Abstract
Based on previously unpublished archival sources, such as Riehl’s correspondence with Heinrich Rickert, Friedrich Jodl, Bartholomäus von Carneri, Hugo Münsterberg, Wilhelm Wundt, Eduard Spranger, Ernst Mach, and Hans Vaihinger, as well as the files of the universities of Graz, Vienna, Freiburg, Halle, Kiel, and Berlin, the present study reconstructs Riehl’s life, work, and impact. This reveals two things: Firstly, with the first edition of the Philosophical Criticism, published in the 1870s and 1880s, Alois Riehl became the founder and most important representative of realistic criticism, and rose to one of the leading figures in German-speaking philosophy at the turn of the century. Secondly, Riehl proves to be a thinker who was deeply influenced by humanistic ideals and an enlightened spirit, even if these took on an ambivalent form during the years of the First World War.
Einleitung
Alois Riehl war ein Denker, der Zeit seines Lebens realistische Positionen vertreten hat. Von diesen hat er im Zuge seiner philosophischen Entwicklung nur wenige aufgegeben, obwohl er beständig an den Grundfesten seines Realismus arbeitete.
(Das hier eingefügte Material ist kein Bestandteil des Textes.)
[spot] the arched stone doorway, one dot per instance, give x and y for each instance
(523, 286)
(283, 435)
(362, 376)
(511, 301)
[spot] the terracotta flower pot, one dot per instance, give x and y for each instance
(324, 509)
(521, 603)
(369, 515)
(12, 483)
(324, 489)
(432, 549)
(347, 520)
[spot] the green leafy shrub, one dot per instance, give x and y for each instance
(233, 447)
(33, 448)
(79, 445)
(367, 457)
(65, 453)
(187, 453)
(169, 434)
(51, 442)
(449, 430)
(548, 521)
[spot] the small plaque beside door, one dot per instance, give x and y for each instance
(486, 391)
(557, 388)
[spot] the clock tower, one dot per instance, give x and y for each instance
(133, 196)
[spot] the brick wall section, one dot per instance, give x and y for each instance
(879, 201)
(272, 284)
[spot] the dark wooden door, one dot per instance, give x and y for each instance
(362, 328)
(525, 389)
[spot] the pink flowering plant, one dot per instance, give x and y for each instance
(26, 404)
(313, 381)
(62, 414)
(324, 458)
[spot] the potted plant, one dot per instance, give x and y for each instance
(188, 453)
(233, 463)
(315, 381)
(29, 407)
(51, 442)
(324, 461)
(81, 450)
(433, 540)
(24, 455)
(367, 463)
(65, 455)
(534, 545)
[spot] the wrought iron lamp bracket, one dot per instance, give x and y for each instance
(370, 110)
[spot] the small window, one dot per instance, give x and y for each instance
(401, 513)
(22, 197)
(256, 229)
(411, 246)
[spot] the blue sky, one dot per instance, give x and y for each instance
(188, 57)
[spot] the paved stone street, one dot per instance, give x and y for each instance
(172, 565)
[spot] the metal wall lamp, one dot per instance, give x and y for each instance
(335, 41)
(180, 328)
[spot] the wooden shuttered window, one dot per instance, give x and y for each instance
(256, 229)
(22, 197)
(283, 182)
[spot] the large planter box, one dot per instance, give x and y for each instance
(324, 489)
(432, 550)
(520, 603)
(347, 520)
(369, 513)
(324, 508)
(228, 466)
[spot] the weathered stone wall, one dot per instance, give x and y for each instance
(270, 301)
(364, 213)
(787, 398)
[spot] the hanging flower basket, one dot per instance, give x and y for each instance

Sein akademischer Werdegang umfasst eine Spanne von mehr als 40 Jahren philosophischer Textproduktion, die sich ausgehend von seinen Wirkungsstätten in sechs Hauptphasen unterteilen lässt: Beginnend mit seiner Ausbildung, der frühen Grazer Phase, hin zu den Freiburger Jahren sowie der Kieler und Hallenser Zeit, bis zu den späten Jahren in Berlin. Die vielen Standortwechsel, der frühe Tod seiner ersten Frau und seiner Kinder sowie der 1914 beginnende Erste Weltkrieg haben viele der philosophischen Projekte Riehls verzögert und darin Spuren hinterlassen.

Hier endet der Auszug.